Generated, Parallel, Scalable? A Study of Agentic AI-Generated Julia Code on Supercomputers
2026-06-15 • Distributed, Parallel, and Cluster Computing
Distributed, Parallel, and Cluster Computing
AI summaryⓘ
The authors explored how AI language models can independently create parallel computing code in the Julia programming language, which is used in high-performance computing. They tested three different AI models on tasks like approximating π and matrix operations using a Julia package called Dagger.jl. While the AI-generated code worked well on small tasks, it struggled and failed with bigger problems due to issues like deadlocks and memory errors. The study shows that AI can help write parallel Julia code, but making it reliable and efficient for large-scale computing still needs more work.
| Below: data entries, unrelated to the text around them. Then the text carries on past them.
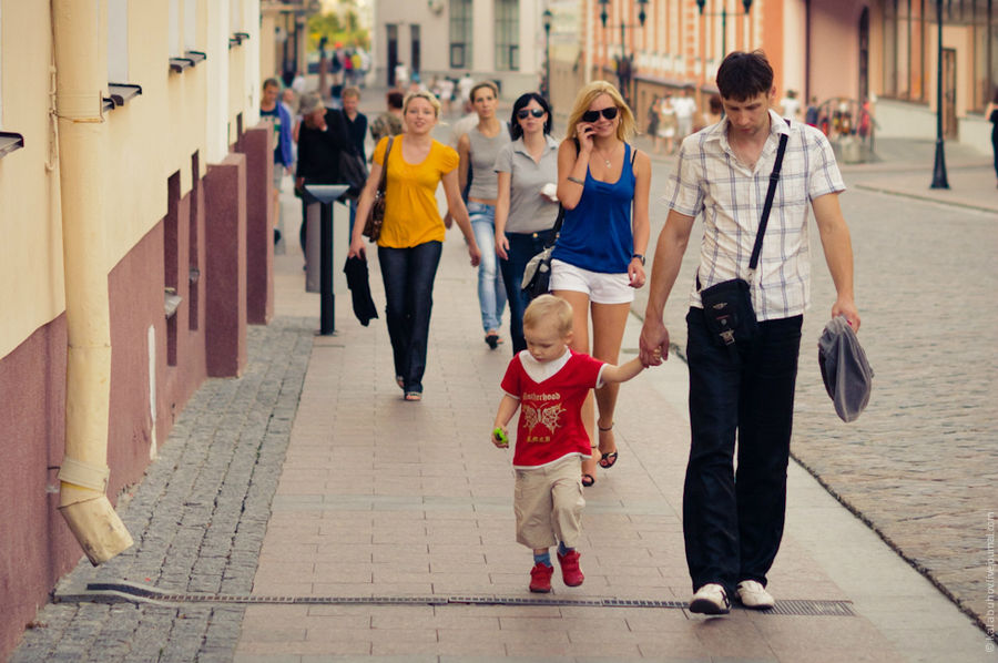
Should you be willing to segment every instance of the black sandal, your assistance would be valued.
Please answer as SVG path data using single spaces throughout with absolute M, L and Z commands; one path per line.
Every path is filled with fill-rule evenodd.
M 600 432 L 610 432 L 611 430 L 613 430 L 613 424 L 611 424 L 607 428 L 603 428 L 602 426 L 599 425 L 599 422 L 597 422 L 597 428 L 600 429 Z M 617 442 L 617 440 L 614 440 L 614 443 L 615 442 Z M 600 459 L 597 462 L 604 470 L 609 470 L 614 465 L 617 465 L 618 456 L 619 456 L 618 451 L 608 451 L 607 453 L 600 453 Z

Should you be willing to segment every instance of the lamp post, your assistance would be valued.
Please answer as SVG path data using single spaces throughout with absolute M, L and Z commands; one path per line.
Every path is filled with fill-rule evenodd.
M 936 23 L 939 28 L 936 43 L 936 164 L 933 167 L 930 188 L 949 188 L 946 180 L 946 155 L 943 150 L 943 0 L 936 0 Z
M 607 19 L 610 18 L 609 12 L 607 11 L 607 7 L 610 4 L 610 0 L 597 0 L 600 3 L 600 21 L 603 23 L 603 28 L 607 28 Z M 625 0 L 621 0 L 625 1 Z M 625 54 L 625 44 L 627 44 L 627 29 L 628 28 L 644 28 L 644 21 L 648 20 L 648 14 L 644 12 L 644 6 L 648 4 L 648 0 L 638 0 L 638 20 L 640 24 L 625 23 L 624 21 L 620 22 L 620 58 L 617 59 L 617 86 L 620 90 L 621 95 L 624 101 L 630 104 L 631 103 L 631 92 L 630 92 L 630 80 L 631 80 L 631 60 Z
M 696 8 L 700 10 L 700 16 L 709 16 L 709 17 L 721 17 L 721 59 L 724 60 L 725 55 L 727 55 L 727 1 L 722 0 L 721 2 L 721 11 L 720 12 L 703 12 L 703 8 L 706 6 L 706 0 L 696 0 Z M 733 17 L 747 17 L 748 10 L 752 9 L 752 0 L 742 0 L 742 7 L 745 8 L 745 11 L 742 13 L 732 13 Z
M 544 22 L 544 84 L 541 93 L 548 102 L 551 101 L 551 20 L 554 14 L 550 9 L 546 9 L 541 14 Z

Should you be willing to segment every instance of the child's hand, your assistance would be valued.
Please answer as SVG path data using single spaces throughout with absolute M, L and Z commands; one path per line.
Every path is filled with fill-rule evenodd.
M 506 430 L 505 426 L 497 426 L 492 430 L 491 437 L 492 443 L 496 445 L 499 449 L 508 449 L 509 448 L 509 431 Z

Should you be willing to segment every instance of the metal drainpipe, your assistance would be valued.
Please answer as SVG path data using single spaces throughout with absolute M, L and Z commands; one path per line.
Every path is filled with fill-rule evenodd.
M 101 173 L 106 84 L 100 0 L 51 0 L 59 115 L 60 192 L 69 336 L 65 458 L 59 510 L 94 565 L 132 545 L 108 499 L 111 309 Z

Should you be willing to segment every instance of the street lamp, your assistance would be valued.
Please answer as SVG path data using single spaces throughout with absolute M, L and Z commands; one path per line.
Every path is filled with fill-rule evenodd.
M 600 3 L 600 21 L 603 23 L 603 28 L 607 28 L 607 19 L 610 18 L 607 8 L 610 4 L 610 0 L 597 0 Z M 623 0 L 622 0 L 623 1 Z M 750 0 L 751 1 L 751 0 Z M 631 94 L 630 94 L 630 80 L 631 80 L 631 60 L 624 54 L 627 40 L 625 40 L 625 30 L 627 28 L 644 28 L 644 21 L 648 19 L 648 14 L 644 13 L 644 6 L 648 4 L 648 0 L 638 0 L 638 20 L 640 24 L 625 23 L 623 21 L 620 22 L 620 58 L 617 59 L 617 86 L 620 89 L 620 93 L 623 95 L 624 101 L 629 104 L 631 103 Z
M 707 12 L 706 14 L 703 13 L 703 8 L 705 6 L 706 0 L 696 0 L 696 8 L 700 10 L 700 16 L 721 17 L 721 59 L 723 60 L 727 55 L 727 2 L 726 0 L 722 0 L 720 12 Z M 752 0 L 742 0 L 742 7 L 745 8 L 744 12 L 735 12 L 731 16 L 747 17 L 748 10 L 752 9 Z
M 936 164 L 929 188 L 949 188 L 946 180 L 946 155 L 943 151 L 943 0 L 936 0 L 936 22 L 939 34 L 936 43 Z
M 550 103 L 551 101 L 551 20 L 554 18 L 554 14 L 551 13 L 550 9 L 546 9 L 544 13 L 541 14 L 544 21 L 544 84 L 541 90 L 541 94 L 543 94 L 544 99 Z

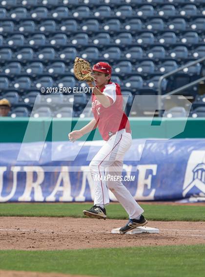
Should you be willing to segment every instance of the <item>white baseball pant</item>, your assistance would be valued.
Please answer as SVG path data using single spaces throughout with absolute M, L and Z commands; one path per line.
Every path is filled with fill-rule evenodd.
M 90 162 L 89 168 L 95 184 L 94 205 L 109 204 L 108 188 L 132 219 L 142 214 L 143 209 L 137 203 L 120 178 L 118 181 L 103 180 L 105 173 L 105 176 L 110 174 L 113 177 L 122 175 L 124 156 L 131 144 L 131 134 L 127 133 L 125 129 L 118 131 L 105 142 Z

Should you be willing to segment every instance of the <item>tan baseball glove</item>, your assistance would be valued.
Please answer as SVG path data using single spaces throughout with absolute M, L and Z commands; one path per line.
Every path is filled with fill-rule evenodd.
M 86 82 L 93 82 L 94 77 L 92 76 L 90 64 L 84 59 L 76 57 L 73 67 L 74 75 L 78 80 Z

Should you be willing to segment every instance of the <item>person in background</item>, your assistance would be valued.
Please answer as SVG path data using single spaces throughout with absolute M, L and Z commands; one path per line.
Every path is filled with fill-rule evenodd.
M 7 99 L 0 100 L 0 116 L 9 116 L 11 107 L 11 103 Z

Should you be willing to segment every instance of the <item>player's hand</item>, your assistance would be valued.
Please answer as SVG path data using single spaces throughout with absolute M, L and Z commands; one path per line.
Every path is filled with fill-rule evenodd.
M 94 87 L 95 87 L 95 85 L 92 82 L 86 82 L 86 83 L 90 88 L 94 88 Z
M 76 140 L 81 138 L 83 136 L 83 134 L 80 130 L 73 131 L 68 134 L 68 138 L 70 141 L 74 142 Z

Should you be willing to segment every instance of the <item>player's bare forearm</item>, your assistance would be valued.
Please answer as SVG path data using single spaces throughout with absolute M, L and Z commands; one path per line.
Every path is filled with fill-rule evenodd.
M 98 124 L 97 123 L 96 120 L 94 118 L 92 119 L 89 123 L 88 123 L 85 126 L 84 126 L 80 130 L 83 135 L 88 133 L 89 132 L 91 131 L 92 130 L 96 129 L 97 128 L 97 126 Z
M 110 101 L 108 96 L 103 94 L 96 87 L 95 87 L 92 82 L 87 82 L 87 83 L 90 88 L 94 88 L 93 91 L 93 93 L 100 103 L 104 108 L 108 108 L 111 105 Z

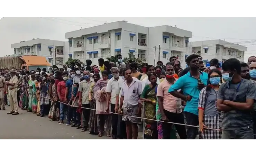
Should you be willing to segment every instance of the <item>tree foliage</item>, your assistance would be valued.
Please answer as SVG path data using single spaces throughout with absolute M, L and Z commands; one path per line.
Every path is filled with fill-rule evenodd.
M 81 62 L 81 61 L 80 61 L 80 59 L 72 59 L 70 58 L 68 58 L 68 59 L 67 59 L 67 61 L 66 62 L 65 62 L 65 63 L 68 66 L 70 66 L 70 65 L 71 64 L 72 62 L 74 62 L 74 63 L 75 63 L 75 61 L 77 60 L 79 60 L 81 62 L 81 64 L 84 65 L 83 62 Z
M 113 62 L 115 63 L 117 62 L 118 59 L 116 55 L 111 56 L 107 58 L 107 59 L 109 62 Z M 125 63 L 131 63 L 132 62 L 136 62 L 140 64 L 142 64 L 142 61 L 140 58 L 136 58 L 135 55 L 132 55 L 130 53 L 128 54 L 128 57 L 124 58 L 123 62 Z

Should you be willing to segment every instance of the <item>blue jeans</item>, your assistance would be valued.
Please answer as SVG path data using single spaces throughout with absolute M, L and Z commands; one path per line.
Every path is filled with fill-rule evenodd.
M 67 101 L 70 101 L 70 98 L 68 98 Z M 69 103 L 70 104 L 72 104 L 72 101 Z M 72 107 L 70 105 L 67 106 L 67 123 L 69 124 L 70 123 L 70 121 L 71 121 L 71 119 L 73 118 L 73 111 L 72 109 Z
M 233 130 L 223 129 L 221 135 L 221 140 L 223 141 L 254 141 L 253 129 Z
M 60 103 L 60 119 L 64 120 L 65 119 L 65 109 L 66 108 L 66 105 L 62 103 Z

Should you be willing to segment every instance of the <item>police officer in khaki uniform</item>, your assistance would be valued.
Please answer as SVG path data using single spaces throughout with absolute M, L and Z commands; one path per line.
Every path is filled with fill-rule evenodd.
M 3 110 L 5 110 L 4 108 L 4 92 L 5 92 L 5 79 L 3 77 L 4 73 L 2 73 L 0 76 L 0 110 L 2 108 Z
M 19 79 L 16 75 L 16 73 L 15 70 L 10 70 L 10 75 L 11 77 L 10 81 L 6 82 L 6 84 L 8 85 L 10 106 L 11 109 L 11 112 L 7 113 L 7 114 L 11 114 L 12 115 L 19 114 L 17 100 L 17 86 Z

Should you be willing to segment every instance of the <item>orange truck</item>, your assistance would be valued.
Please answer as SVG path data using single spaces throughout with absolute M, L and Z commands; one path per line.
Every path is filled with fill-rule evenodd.
M 49 70 L 51 66 L 44 56 L 30 55 L 0 57 L 0 69 L 6 67 L 8 69 L 14 67 L 17 70 L 26 68 L 29 71 L 35 71 L 37 67 Z

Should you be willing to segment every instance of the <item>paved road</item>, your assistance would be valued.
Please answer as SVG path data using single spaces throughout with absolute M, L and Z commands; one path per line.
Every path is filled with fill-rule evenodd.
M 7 115 L 10 107 L 0 110 L 0 140 L 22 141 L 109 141 L 111 137 L 81 132 L 81 129 L 51 122 L 47 117 L 41 118 L 26 111 L 20 114 Z

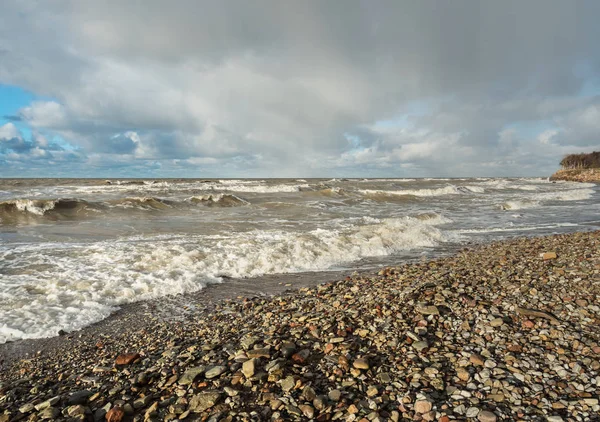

JuliaHigh-Performance Computing (HPC)Parallel ProgrammingLarge Language Models (LLMs)Dagger.jlBase.ThreadsMPI.jlTask-based ExecutionMatrix MultiplicationCholesky Decomposition
Authors
Linus Bantel, Anna-Lena Roth, Jonas Posner, Dirk Pflüger
Abstract
Julia is increasingly used in hpc as a single-language alternative to combining high-level scripting with low-level systems languages, but achieving scalable performance still requires expertise in parallel programming. llms are increasingly used for code generation and are advancing rapidly with each new version. Yet, existing studies focus on single-shot prompting rather than agentic settings, in which an llm autonomously plans, generates, and refines code through tool use. Using an OpenCode-based agent extended with a Julia-documentation mcp server, we study agentic generation of parallel Julia code, focusing on task-based execution with Dagger.jl. We evaluate three llms, OpenAI GPT-5.5, Anthropic Claude Opus 4.7, and the open-weight Qwen3-Coder-Next, on three problems with distinct parallel structures: π approximation, tiled general matrix multiplication, and tiled Cholesky decomposition. The generated Dagger.jl implementations are compared against agent-generated Base.Threads and MPI.jl baselines, with shared-memory experiments scaling to 192 cores and distributed-memory experiments on two nodes. The agents reliably produce executable code for small inputs but fail at larger scales due to deadlocks, oversubscription, or out-of-memory errors, with the open-weight model affected most severely. The two commercial models scale comparably on Base.Threads and MPI.jl, while their Dagger.jl implementations expose recurring weaknesses in task dependencies, granularity, and scheduling. Agentic AI is promising for producing parallel Julia code, but generating robust, performance-aware implementations for large-scale hpc systems remains an open challenge.